Читаем Nightmare Carnival полностью

It was the grimmest, and shortest, show they’d ever played, the barrists going through their trapeze and tightrope routine like mechanical automatons, not even bothering with bows to acknowledge the applause. North had the zebras pull the big cats through the ring in their cages, making a show of snapping his whip, tugging on tails to get the beasts to snarl and roar and paw the bars more in uncertainty than ferocity before trotting them back out of the big top without opening a single cage. The clowns and dogs rolled in so quickly behind him the specs didn’t realize they were getting shortchanged, not that it seemed to matter. It wasn’t the circus they’d come to see. The four elephants didn’t even perform, the Bishop having them walk with Madelaine down to the derrick car, trunk to tail in single file, to keep her company.

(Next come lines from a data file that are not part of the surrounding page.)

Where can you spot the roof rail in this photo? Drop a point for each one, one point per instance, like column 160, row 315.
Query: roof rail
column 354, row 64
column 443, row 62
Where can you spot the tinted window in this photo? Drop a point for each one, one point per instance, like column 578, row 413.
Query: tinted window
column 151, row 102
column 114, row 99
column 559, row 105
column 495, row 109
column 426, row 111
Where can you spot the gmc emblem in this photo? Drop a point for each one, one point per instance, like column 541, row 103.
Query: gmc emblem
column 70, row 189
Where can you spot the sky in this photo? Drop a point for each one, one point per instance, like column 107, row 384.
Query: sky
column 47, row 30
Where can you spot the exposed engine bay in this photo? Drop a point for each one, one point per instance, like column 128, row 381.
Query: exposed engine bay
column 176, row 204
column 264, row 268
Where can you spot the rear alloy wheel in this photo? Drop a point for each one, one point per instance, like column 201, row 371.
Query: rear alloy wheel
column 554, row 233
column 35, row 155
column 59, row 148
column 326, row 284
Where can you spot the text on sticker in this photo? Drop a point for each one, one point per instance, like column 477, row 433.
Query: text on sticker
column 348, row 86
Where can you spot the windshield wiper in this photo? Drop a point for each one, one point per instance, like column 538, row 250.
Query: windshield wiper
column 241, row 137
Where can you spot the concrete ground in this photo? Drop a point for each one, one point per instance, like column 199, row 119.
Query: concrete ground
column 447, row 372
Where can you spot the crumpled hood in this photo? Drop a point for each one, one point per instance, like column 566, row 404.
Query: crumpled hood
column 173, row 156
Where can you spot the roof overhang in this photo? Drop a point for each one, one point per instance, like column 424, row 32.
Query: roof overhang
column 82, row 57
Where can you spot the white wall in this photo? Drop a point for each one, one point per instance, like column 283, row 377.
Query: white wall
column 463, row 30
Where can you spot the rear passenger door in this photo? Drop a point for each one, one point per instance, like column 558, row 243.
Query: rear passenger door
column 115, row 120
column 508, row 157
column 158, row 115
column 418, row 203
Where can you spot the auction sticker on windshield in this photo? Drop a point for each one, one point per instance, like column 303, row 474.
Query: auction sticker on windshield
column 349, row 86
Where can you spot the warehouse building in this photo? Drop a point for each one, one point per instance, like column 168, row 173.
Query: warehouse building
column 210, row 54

On the midway, shills and grifters played lightning-fast shell games and three-card monte while nimble-fingered pickpockets drifted through the crowd, lifting money and tickets and jewelry and watches. The mooches patted jackets and rummaged handbags in bewilderment while grinders kept them spinning along like leaves swirling in a rain-swollen creek. The police didn’t even need to be juiced to turn a blind eye, all of them down at the rail yard guarding Madelaine.

In the sideshow, the marks were run through ten-in-one shows in record time, so hastily most weren’t aware there wasn’t actually much to see; Theresa had substituted an assortment of pickled punks and devil babies floating in jars of formaldehyde for her act while she got her small animals safely packed up. If anyone recognized Mae as the woman who had sung to an elephant, there was no flash of surprise in their dull, vacuous eyes.

Then the show was over, and the circus lot emptied in minutes, all of Ashton along with thousands more who had swarmed into town for the execution sprinting to the rail yard at the far end of the town. They poured over boxcars, climbed onto locomotive engines, scaled water towers, shimmied up telegraph poles like a swarm of ants.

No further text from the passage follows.